UN tribunal clears Kosovo ex-PM of war crimes
The UN Yugoslav war crimes court on Thursday acquitted Kosovo’s ex-prime minister Ramush Haradinaj and two aides in a retrial on charges of murder and torture during the 1990s war of independence from Belgrade.
“The chamber finds you not guilty on all counts in the indictment,” Judge Bakone Justice Moloto told the Hague-based court, ordering the men released in a decision that is certain to enrage Belgrade.
The court’s public gallery erupted in cries of joy as the acquittals were announced.
Haradinaj, 44 and Idriz Balaj, 41, were being retried on six war-crime charges at the International Criminal Tribunal for the former Yugoslavia (ICTY) for allegedly murdering and torturing Serbs and non-Albanians during the 1998-99 war.
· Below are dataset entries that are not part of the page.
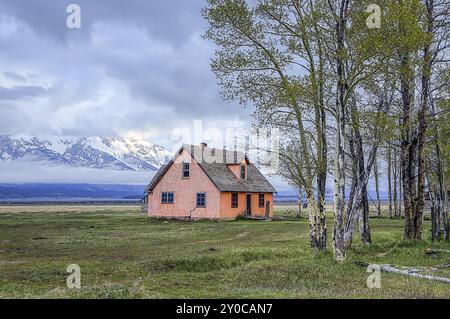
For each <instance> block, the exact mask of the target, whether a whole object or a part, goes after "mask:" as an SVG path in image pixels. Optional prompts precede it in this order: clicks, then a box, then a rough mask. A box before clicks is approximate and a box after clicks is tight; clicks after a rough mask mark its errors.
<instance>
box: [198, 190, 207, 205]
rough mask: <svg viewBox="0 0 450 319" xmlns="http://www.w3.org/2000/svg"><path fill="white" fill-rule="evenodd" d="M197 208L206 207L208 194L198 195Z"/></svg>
mask: <svg viewBox="0 0 450 319" xmlns="http://www.w3.org/2000/svg"><path fill="white" fill-rule="evenodd" d="M197 207H206V193H197Z"/></svg>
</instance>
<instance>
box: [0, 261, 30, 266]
mask: <svg viewBox="0 0 450 319" xmlns="http://www.w3.org/2000/svg"><path fill="white" fill-rule="evenodd" d="M26 263H27V261H25V260H0V266H11V265H21V264H26Z"/></svg>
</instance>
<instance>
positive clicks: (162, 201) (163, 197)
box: [161, 192, 174, 204]
mask: <svg viewBox="0 0 450 319" xmlns="http://www.w3.org/2000/svg"><path fill="white" fill-rule="evenodd" d="M173 202H174V195H173V193H172V192H170V193H169V192H163V193H162V194H161V203H162V204H173Z"/></svg>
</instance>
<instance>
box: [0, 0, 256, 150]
mask: <svg viewBox="0 0 450 319" xmlns="http://www.w3.org/2000/svg"><path fill="white" fill-rule="evenodd" d="M70 3H76V4H78V5H79V6H80V7H81V29H69V28H67V26H66V20H67V17H68V16H69V13H66V8H67V6H68V5H69V4H70ZM203 5H204V1H202V0H182V1H180V0H164V1H162V0H161V1H147V0H127V1H123V0H101V1H100V0H96V1H92V0H71V1H65V0H57V1H55V0H2V1H1V2H0V64H1V68H0V70H1V72H0V112H1V116H0V128H1V129H0V130H1V131H0V134H27V135H61V136H67V135H69V136H92V135H102V136H117V135H119V136H123V135H139V136H142V137H144V138H145V139H147V140H149V141H151V142H155V143H158V144H162V145H163V146H165V147H167V148H169V149H170V148H171V147H172V145H173V143H174V142H178V141H173V140H171V136H172V133H173V130H174V129H176V128H178V129H190V130H192V129H193V121H194V120H195V119H201V120H203V121H204V122H203V123H204V124H203V125H204V127H206V128H207V127H211V126H212V127H218V128H220V129H222V128H225V127H246V126H248V125H249V123H250V121H251V120H250V113H251V109H249V108H247V109H244V108H243V107H242V106H240V105H238V104H236V103H229V102H224V101H222V100H221V99H220V96H219V88H218V86H217V84H216V79H215V76H214V74H213V73H212V72H211V70H210V65H209V64H210V59H211V57H212V55H213V52H214V47H213V45H212V44H211V43H209V42H208V41H207V40H204V39H202V37H201V36H202V34H203V33H204V32H205V30H206V22H205V21H204V20H203V18H202V16H201V13H200V10H201V8H202V6H203Z"/></svg>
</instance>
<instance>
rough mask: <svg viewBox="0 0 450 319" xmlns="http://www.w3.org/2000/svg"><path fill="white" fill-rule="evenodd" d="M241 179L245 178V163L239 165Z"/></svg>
mask: <svg viewBox="0 0 450 319" xmlns="http://www.w3.org/2000/svg"><path fill="white" fill-rule="evenodd" d="M241 179H245V165H241Z"/></svg>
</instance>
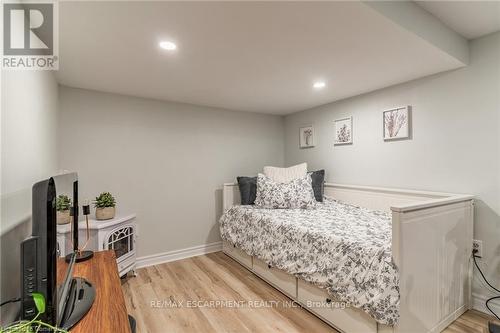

The third accused, Lahi Brahimaj, 42, faced four counts for his role in the fight between independence-seeking ethnic Albanian guerillas and the Belgrade forces of late Serbian strongman Slobodan Milosevic.
The proceedings were broadcast live on a giant screen in the Kosovo capital Pristina, where Haradinaj is considered a hero by Kosovo’s ethnic Albanian majority who had high hopes of an acquittal.
Prosecutors accused the three men of murdering and torturing Serbs and suspected collaborators against the separatist KLA and had demanded at least 20 years prison for all three men.
But judges found that the accused had not taken part in a “joint criminal enterprise” to cleanse the area of ethnic Serbs, and that some witness testimony was unreliable.
Moloto said that one witness may not have been in the Jablanica detention camp where alleged abuses took place and “may have told what he heard from others.”
Following one incident of abuse “a KLA soldier apologised for the incident and blamed it on extremist groups within the KLA,” the judge said.
“There is no credible evidence that Haradinaj was even aware of the crimes committed at Jablanica,” Moloto said.
An acquittal is almost certain to be perceived by Serbia as a new slap in the face after the court earlier this month acquitted Croatian General Ante Gotovina of war crimes against Serbs.
Senior Serbian officials had warned that should Haradinaj walk, EU-sponsored talks between Pristina and Belgrade – which still considers Kosovo to be its southern province – could be jeopardised.
The most senior Kosovo Liberation Army (KLA) commanders to be tried, Haradinaj as well as Balaj, his lieutenant and commander of the feared “Black Eagles” unit, were acquitted in April 2008 on 37 counts of war crimes and crimes against humanity.
Brahimaj was convicted of torture and sentenced to six years in jail.
Judges however ordered the court’s first-ever partial retrial for all three after UN prosecutors appealed the acquittal and Brahimaj’s sentence.
Appeals judges said the ICTY’s trial chamber “seriously erred in failing to take adequate measures to secure the testimony of certain witnesses” during the original 10-month trial.
Haradinaj – who quit his job as prime minister after 100 days in office to hand himself over to the tribunal – and Balaj returned to court for the verdict while Brahimaj was still in detention.
Haradinaj, who established the Alliance for the Future of Kosovo party after the conflict, has been on provisional release since May 10 and living at home in Pristina.
He is now likely to continue his political career in Kosovo and is expected to run again for prime minister.
His face adorns huge billboards all over Kosovo that read “the leader who keeps his words” and “forward with a clean slate.”
However, he is still considered a war criminal by Belgrade and an arrest warrant has been issued against him by Serbia’s war crimes prosecutor for his alleged crimes.
Oliver Antic, legal advisor to Serbian President Tomislav Nikolic, had warned that should Haradinaj be acquitted “it will surely jeopardise negotiations.”
“Haradinaj’s acquittal will distance us from reconciliation,” he added.
The conflict in Kosovo ended when NATO forces intervened to stop a crackdown on ethnic Albanians by the troops loyal to Milosevic.
In one of the most brutal episodes of the Balkans conflicts in the 1990s, more than 10,000 people died in the fighting.
Kosovo unilaterally declared independence from Serbia in 2008, but Belgrade fiercely opposes its international recognition.